Search code examples
pythonscrapyscrapy-splash

Parsing output from scrapy splash


enter image description here

I'm testing out a splash instance with scrapy 1.6 following https://blog.scrapinghub.com/2015/03/02/handling-javascript-in-scrapy-with-splash and https://aaqai.me/notes/scrapy-splash-setup. My spider:

import scrapy
from scrapy_splash import SplashRequest
from scrapy.utils.response import open_in_browser

class MySpider(scrapy.Spider):
    start_urls = ["http://yahoo.com"]
    name = 'mytest'

    def start_requests(self):
        for url in self.start_urls:
            yield SplashRequest(url, self.parse, endpoint='render.html', args={'wait': 7.5},)

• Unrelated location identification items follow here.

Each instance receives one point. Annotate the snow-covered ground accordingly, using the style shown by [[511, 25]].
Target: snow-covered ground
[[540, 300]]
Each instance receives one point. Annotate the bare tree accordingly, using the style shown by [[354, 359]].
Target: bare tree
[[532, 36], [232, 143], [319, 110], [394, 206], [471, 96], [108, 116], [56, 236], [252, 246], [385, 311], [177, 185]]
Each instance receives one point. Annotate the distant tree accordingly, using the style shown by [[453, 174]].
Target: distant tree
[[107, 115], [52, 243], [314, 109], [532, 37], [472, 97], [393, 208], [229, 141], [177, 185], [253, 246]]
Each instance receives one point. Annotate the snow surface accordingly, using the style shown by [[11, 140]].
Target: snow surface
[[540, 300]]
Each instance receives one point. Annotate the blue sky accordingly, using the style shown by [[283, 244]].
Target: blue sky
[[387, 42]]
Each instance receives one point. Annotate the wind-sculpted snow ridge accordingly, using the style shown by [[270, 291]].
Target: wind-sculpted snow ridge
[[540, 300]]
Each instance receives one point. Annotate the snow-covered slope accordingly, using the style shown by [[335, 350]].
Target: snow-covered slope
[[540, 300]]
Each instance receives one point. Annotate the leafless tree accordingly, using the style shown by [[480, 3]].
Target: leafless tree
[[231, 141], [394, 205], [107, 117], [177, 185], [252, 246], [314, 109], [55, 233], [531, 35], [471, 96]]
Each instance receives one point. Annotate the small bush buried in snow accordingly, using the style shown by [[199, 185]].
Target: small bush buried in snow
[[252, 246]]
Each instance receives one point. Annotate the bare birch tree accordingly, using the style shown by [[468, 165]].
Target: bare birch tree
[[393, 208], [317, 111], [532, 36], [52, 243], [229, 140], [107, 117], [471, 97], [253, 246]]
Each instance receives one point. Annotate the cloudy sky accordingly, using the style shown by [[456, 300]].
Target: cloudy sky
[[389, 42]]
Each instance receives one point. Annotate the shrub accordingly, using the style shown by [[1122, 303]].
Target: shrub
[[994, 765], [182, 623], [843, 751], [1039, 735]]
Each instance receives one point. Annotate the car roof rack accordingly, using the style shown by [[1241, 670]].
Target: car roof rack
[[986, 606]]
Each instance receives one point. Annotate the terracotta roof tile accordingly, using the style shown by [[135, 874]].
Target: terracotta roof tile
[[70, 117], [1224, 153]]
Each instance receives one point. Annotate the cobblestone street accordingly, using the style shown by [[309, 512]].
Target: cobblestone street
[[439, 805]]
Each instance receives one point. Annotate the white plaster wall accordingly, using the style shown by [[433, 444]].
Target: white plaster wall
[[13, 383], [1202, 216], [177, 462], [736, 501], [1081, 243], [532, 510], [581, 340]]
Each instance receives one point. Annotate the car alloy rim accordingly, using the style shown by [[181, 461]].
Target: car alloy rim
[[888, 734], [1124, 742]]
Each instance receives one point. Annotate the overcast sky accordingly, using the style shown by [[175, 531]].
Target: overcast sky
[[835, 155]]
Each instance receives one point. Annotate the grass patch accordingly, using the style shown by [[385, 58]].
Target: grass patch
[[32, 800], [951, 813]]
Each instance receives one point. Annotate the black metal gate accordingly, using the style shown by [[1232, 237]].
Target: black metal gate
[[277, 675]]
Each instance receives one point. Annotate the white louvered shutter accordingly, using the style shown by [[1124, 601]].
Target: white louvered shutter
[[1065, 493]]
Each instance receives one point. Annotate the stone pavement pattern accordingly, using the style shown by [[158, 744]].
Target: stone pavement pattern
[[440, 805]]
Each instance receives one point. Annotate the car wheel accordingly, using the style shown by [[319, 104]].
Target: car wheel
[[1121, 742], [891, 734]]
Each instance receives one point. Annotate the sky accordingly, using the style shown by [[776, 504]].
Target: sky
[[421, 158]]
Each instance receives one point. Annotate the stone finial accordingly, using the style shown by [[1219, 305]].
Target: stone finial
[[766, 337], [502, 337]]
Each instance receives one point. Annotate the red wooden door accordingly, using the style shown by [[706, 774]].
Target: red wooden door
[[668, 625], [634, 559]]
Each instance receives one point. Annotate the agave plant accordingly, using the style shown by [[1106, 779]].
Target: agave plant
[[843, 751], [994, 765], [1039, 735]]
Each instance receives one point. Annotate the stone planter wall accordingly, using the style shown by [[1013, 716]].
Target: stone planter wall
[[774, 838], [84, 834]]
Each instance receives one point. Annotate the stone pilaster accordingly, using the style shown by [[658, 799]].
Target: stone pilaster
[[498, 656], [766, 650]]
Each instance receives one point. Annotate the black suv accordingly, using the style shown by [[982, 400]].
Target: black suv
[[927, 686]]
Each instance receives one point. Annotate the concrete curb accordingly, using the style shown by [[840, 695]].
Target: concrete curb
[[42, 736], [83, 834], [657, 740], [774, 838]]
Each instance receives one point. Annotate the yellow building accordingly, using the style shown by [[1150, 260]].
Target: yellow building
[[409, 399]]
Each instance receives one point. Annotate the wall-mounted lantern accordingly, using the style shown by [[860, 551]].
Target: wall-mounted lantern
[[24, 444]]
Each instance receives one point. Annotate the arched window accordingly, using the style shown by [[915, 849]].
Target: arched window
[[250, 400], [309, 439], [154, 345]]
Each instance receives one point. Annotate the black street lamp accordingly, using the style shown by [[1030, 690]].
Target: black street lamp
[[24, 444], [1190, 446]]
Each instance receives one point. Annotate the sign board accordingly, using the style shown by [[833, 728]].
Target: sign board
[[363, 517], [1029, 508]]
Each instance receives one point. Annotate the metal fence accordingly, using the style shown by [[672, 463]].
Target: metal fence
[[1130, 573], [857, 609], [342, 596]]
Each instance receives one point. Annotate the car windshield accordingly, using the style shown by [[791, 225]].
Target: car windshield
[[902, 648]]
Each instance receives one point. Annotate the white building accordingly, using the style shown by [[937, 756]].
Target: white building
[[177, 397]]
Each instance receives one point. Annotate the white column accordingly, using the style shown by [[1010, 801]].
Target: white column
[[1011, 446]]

    def parse(self, response):
        # response.body is a result of render.html call; it
        # contains HTML processed by a browser.
        open_in_browser(response)
        return None

The output opens up in notepad rather than a browser. How can I open this in a browser?


Solution

  • If you are using the splash middleware and everything the splash response goes into the regular response object with you can access via response.css and response.xpath. Depending on what endpoint you use you can execute JavaScript and other stuff.

    If you need to do moving around a page and other stuff you will need to write a LUA script to execute with the proper endpoint. As far as parsing the output it automatically goes into the response object.

    Get rid of open_in_browser I'm not exactly sure what you are doing but if all you want to do is parse the page you can do so like so

    body = response.css('body').extract_first()
    links = response.css('a::attr(href)').extract()
    

    If you could please clarify your question most people don't want to look in links to try and guess what your having trouble with.

    Update for clarified question:

    It sounds like you may want scrapy shell with Splash this will enable you to experiment with selectors:

    scrapy shell 'http://localhost:8050/render.html?url=http://page.html&timeout=10&wait=0.5'
    

    In order to access Splash in a browser instance simply go to http://0.0.0.0:8050/ you input the URL in there. I'm not sure about the method in the tutorial but this is how you can interact with the Splash session.